Wetenschap
Een kettinglijn is de vorm die een kabel aanneemt wanneer deze aan de uiteinden wordt ondersteund en alleen wordt bepaald door het eigen gewicht. Het wordt veelvuldig gebruikt in de bouw, vooral voor hangbruggen, en sinds de oudheid is een bovenleiding gebruikt om bogen te bouwen. De curve van de bovenleiding is de hyperbolische cosinusfunctie die een U-vorm heeft die vergelijkbaar is met die van een parabool. De specifieke vorm van een kettinglijn kan worden bepaald door de schaalfactor.

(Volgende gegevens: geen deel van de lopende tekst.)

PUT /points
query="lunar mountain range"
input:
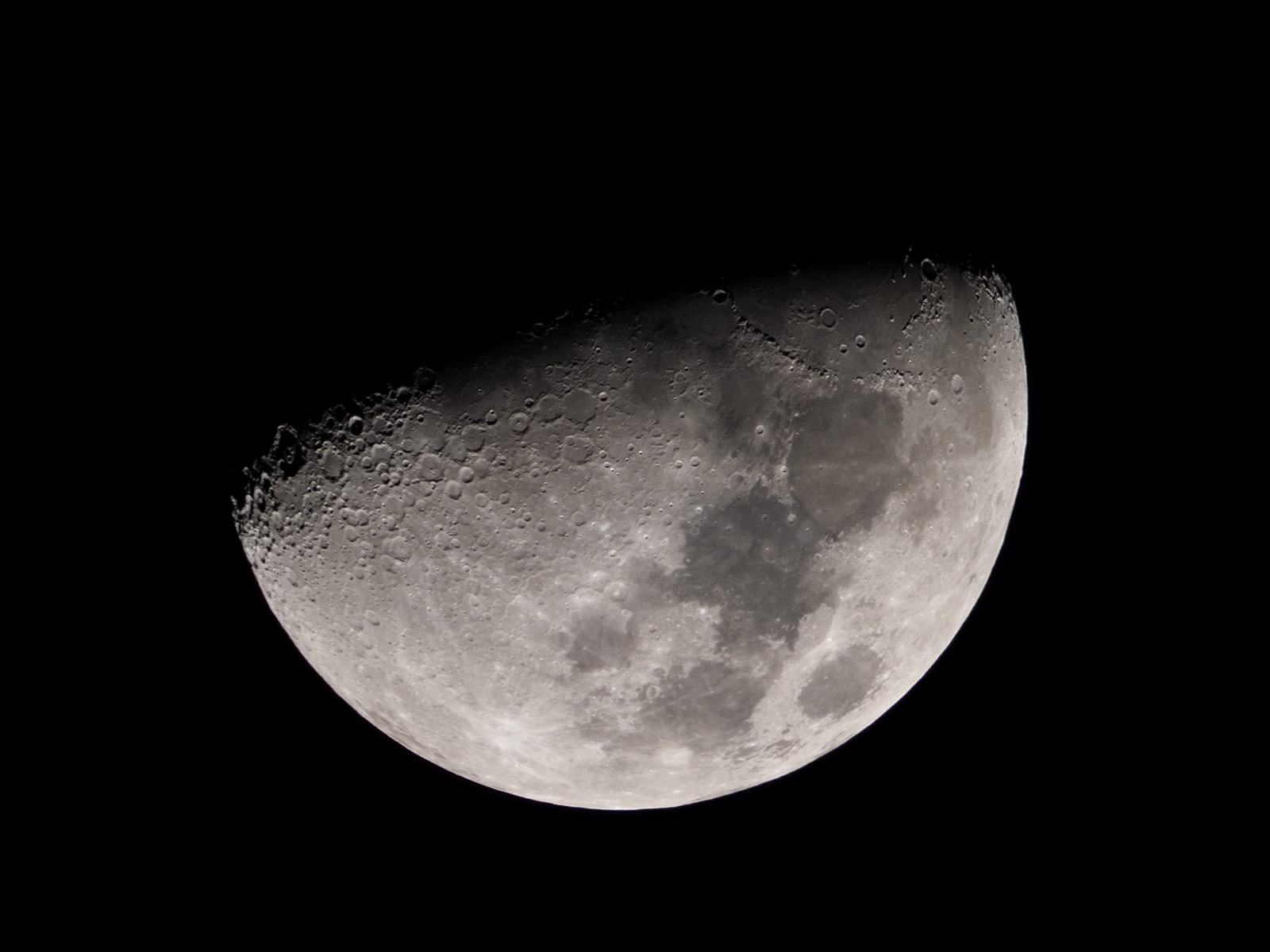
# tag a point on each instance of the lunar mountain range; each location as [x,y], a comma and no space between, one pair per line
[660,550]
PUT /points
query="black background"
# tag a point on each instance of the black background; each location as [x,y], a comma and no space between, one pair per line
[323,281]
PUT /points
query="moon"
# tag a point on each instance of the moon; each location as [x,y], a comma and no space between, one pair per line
[658,550]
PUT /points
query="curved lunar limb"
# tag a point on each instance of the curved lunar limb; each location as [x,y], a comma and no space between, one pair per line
[664,550]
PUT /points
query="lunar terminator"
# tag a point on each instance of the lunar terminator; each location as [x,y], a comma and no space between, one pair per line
[662,551]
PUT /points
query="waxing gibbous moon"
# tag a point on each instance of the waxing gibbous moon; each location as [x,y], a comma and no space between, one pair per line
[662,550]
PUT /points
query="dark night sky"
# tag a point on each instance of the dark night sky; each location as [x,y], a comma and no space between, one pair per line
[317,296]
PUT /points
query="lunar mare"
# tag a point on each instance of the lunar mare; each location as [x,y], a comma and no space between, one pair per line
[664,550]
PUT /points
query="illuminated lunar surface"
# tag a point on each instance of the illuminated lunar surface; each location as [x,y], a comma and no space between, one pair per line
[662,551]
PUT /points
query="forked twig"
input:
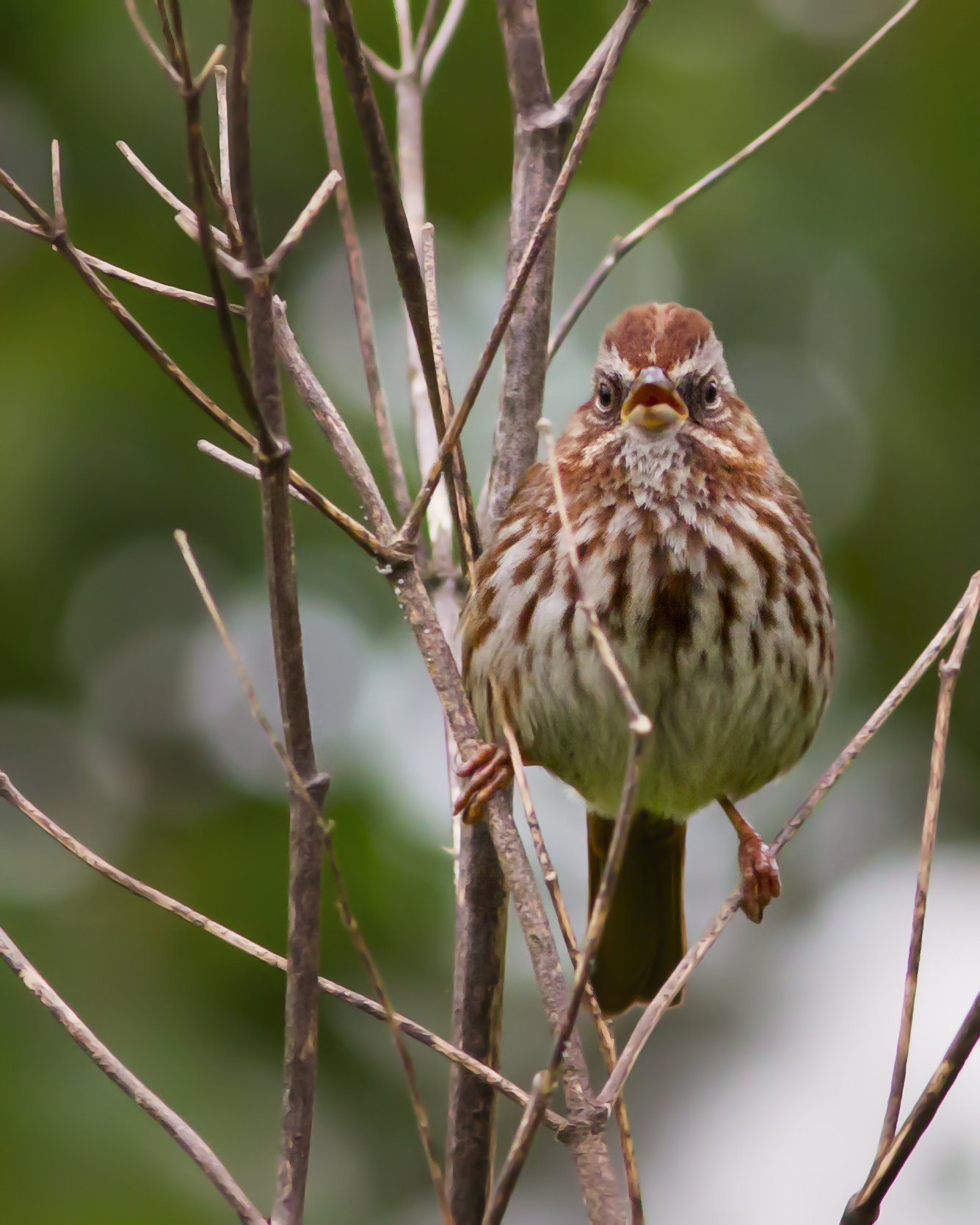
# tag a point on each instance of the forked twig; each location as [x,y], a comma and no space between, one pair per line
[397,230]
[369,1007]
[863,1208]
[441,40]
[661,1003]
[363,319]
[200,1153]
[621,247]
[948,677]
[606,1040]
[547,1082]
[303,789]
[304,221]
[77,258]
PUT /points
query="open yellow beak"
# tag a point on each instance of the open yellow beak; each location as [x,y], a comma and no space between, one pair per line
[653,403]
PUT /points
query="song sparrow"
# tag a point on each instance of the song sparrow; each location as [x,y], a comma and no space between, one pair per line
[699,555]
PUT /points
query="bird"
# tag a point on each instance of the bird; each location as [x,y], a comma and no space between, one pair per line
[699,555]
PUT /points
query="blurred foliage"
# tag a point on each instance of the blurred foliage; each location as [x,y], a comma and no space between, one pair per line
[852,239]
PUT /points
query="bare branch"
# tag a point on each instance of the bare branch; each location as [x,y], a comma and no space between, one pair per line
[131,1086]
[441,40]
[221,90]
[355,270]
[80,263]
[307,838]
[661,1003]
[863,1208]
[369,1007]
[639,727]
[540,234]
[304,221]
[471,539]
[330,421]
[27,227]
[401,243]
[621,247]
[305,792]
[196,159]
[948,677]
[606,1040]
[59,203]
[164,192]
[547,1082]
[148,42]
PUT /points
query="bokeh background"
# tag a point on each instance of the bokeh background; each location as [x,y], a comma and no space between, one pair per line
[839,267]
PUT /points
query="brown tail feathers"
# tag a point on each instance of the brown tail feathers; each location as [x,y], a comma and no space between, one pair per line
[645,935]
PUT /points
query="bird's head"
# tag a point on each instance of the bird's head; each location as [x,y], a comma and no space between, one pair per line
[661,371]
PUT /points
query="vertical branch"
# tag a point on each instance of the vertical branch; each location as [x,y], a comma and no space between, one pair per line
[603,1029]
[355,269]
[134,1088]
[948,677]
[305,836]
[538,153]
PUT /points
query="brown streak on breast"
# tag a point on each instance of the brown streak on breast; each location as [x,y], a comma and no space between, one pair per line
[525,618]
[799,622]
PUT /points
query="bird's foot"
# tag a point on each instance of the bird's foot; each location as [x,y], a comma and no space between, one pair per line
[758,865]
[487,771]
[760,876]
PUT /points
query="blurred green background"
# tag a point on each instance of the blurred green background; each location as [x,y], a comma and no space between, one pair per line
[839,267]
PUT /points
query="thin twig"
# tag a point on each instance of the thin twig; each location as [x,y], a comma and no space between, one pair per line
[221,91]
[148,42]
[427,29]
[606,1039]
[355,270]
[307,836]
[948,677]
[330,421]
[639,723]
[57,195]
[303,790]
[577,93]
[864,1207]
[542,230]
[397,229]
[465,505]
[621,247]
[80,263]
[112,270]
[694,957]
[304,221]
[196,159]
[369,1007]
[441,40]
[164,192]
[131,1086]
[547,1080]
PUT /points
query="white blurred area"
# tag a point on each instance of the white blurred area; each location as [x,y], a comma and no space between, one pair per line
[761,1099]
[783,1121]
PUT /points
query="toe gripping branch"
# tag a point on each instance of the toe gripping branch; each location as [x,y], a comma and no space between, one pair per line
[487,771]
[758,864]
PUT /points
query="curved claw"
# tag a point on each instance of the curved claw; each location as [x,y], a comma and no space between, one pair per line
[760,876]
[487,771]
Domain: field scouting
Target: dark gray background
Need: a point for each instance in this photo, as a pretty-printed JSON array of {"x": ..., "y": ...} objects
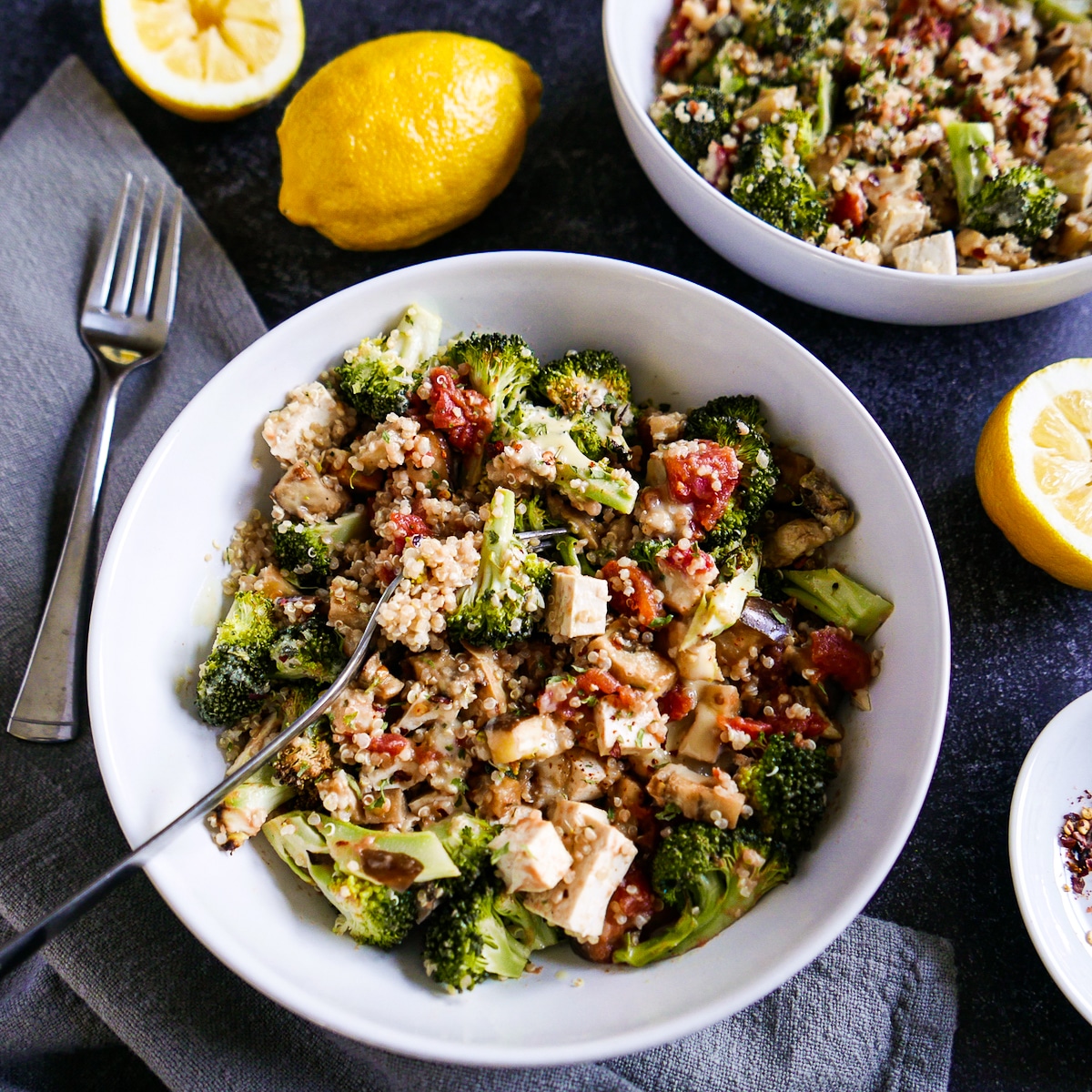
[{"x": 1019, "y": 638}]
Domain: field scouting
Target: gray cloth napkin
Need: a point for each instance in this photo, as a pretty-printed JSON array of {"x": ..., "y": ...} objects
[{"x": 876, "y": 1011}]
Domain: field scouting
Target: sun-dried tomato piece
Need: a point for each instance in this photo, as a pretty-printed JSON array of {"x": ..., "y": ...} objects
[
  {"x": 840, "y": 656},
  {"x": 677, "y": 703},
  {"x": 461, "y": 412},
  {"x": 408, "y": 525},
  {"x": 631, "y": 907},
  {"x": 632, "y": 593},
  {"x": 389, "y": 743},
  {"x": 703, "y": 478}
]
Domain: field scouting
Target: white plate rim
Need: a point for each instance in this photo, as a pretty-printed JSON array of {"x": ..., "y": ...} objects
[{"x": 415, "y": 1046}]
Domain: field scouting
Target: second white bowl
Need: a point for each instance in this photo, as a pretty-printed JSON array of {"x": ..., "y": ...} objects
[{"x": 631, "y": 30}]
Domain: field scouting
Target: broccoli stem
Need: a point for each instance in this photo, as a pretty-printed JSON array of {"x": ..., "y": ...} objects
[
  {"x": 838, "y": 599},
  {"x": 970, "y": 143}
]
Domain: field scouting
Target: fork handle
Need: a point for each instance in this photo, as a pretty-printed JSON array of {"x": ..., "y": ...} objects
[{"x": 47, "y": 709}]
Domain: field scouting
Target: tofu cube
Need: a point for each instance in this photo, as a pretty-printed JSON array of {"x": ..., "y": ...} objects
[
  {"x": 628, "y": 729},
  {"x": 1069, "y": 167},
  {"x": 530, "y": 855},
  {"x": 601, "y": 857},
  {"x": 578, "y": 604},
  {"x": 513, "y": 738},
  {"x": 935, "y": 254}
]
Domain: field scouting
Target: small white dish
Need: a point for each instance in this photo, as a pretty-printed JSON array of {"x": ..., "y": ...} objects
[
  {"x": 631, "y": 31},
  {"x": 158, "y": 599},
  {"x": 1054, "y": 778}
]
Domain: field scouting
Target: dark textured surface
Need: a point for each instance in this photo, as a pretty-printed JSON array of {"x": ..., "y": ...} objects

Bereken de standaard kettinglijnfunctie y = een cosh (x /a) waarbij y de y Cartesiaanse coördinaat is, x de x Cartesiaanse coördinaat, cosh is de cosinusfunctie van hyperbolicus en a is de schaalfactor.
Bekijk het effect van de schaalfactor op de vorm van de kettinglijn. De schaalfactor kan echter zijn als de verhouding tussen de horizontale spanning op de kabel en het gewicht van de kabel per lengte-eenheid. Een lage schaalfactor zal daarom resulteren in een diepere curve.
Bereken de bovenlijnfunctie met een alternatieve vergelijking. De vergelijking y = een cosh (x /a) kan wiskundig equivalent zijn aan y = a /2 (e ^ (x /a) + e ^ (- x /a)) waarbij e de basis is van de natuurlijke logaritme en is ongeveer 2.71828.
Bereken de functie voor een elastische kettinglijn als y = yo /(1 + et) waarbij yo de initiële massa per lengte-eenheid is, e de veerconstante is en t de tijd is. Deze vergelijking beschrijft een springveer in plaats van een ophangkabel.
Bereken een realistisch voorbeeld van een bovenleiding. De functie y = -127.7 cosh (x /127.7) + 757.7 beschrijft de St. Louis-boog waar de metingen in voeteenheden zijn.